A systematic review and network meta-analysis were conducted to assess the relative efficacy of internal or external teat sealants given at dry-off in dairy cattle. Controlled trials were eligible if they assessed the use of internal or external teat sealants, with or without concurrent antimicrobial therapy, compared to no treatment or an alternative treatment, and measured one or more of the following outcomes: incidence of intramammary infection (IMI) at calving, IMI during the first 30 days in milk (DIM), or clinical mastitis during the first 30 DIM. Risk of bias was based on the Cochrane Risk of Bias 2.0 tool with modified signaling questions. From 2280 initially identified records, 32 trials had data extracted for one or more outcomes. Network meta-analysis was conducted for IMI at calving. Use of an internal teat sealant (bismuth subnitrate) significantly reduced the risk of new IMI at calving compared to non-treated controls (RR = 0.36, 95% CI 0.25–0.72). For comparisons between antimicrobial and teat sealant groups, concerns regarding precision were seen. Synthesis of the primary research identified important challenges related to the comparability of outcomes, replication and connection of interventions, and quality of reporting of study conduct.

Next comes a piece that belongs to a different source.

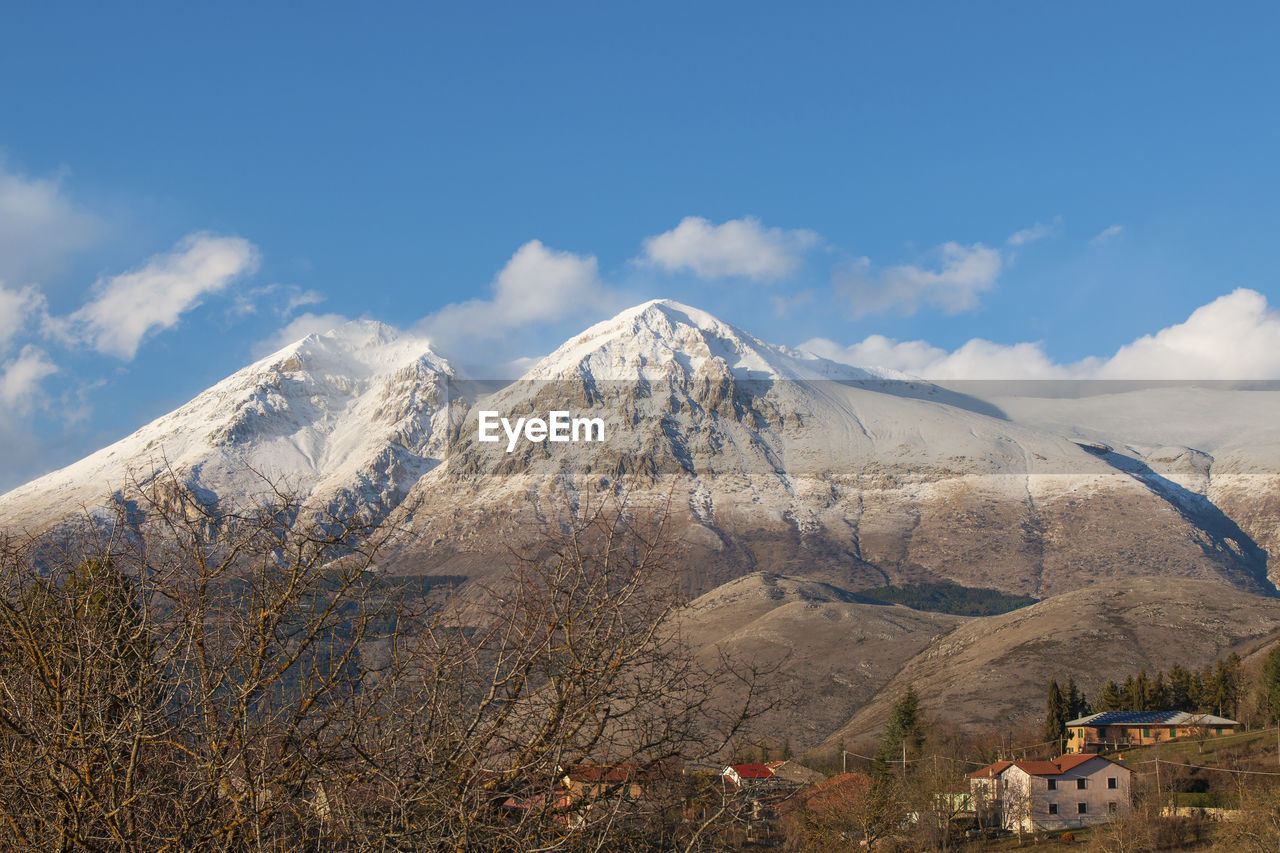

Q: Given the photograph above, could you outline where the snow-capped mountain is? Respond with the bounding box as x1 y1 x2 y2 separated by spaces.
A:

A systematic review and meta-analysis were conducted to determine the efficacy of selective dry-cow antimicrobial therapy compared to blanket therapy (all quarters/all cows). Controlled trials were eligible if any of the following were assessed: incidence of clinical mastitis during the first 30 DIM, frequency of intramammary infection (IMI) at calving, or frequency of IMI during the first 30 DIM. From 3480 identified records, nine trials were data extracted for IMI at calving. There was an insufficient number of trials to conduct meta-analysis for the other outcomes. Risk of IMI at calving in selectively treated cows was higher than blanket therapy (RR = 1.34, 95% CI = 1.13, 1.16), but substantial heterogeneity was present (I2 = 58%). Subgroup analysis showed that, for trials using internal teat sealants, there was no difference in IMI risk at calving between groups, and no heterogeneity was present. For trials not using internal teat sealants, there was an increased risk in cows assigned to a selective dry-cow therapy protocol, compared to blanket treatment, with substantial heterogeneity in this subgroup. However, the small number of trials and heterogeneity in the subgroup without internal teat sealants suggests that the relative risk between treatments may differ from the determined point estimates based on other unmeasured factors.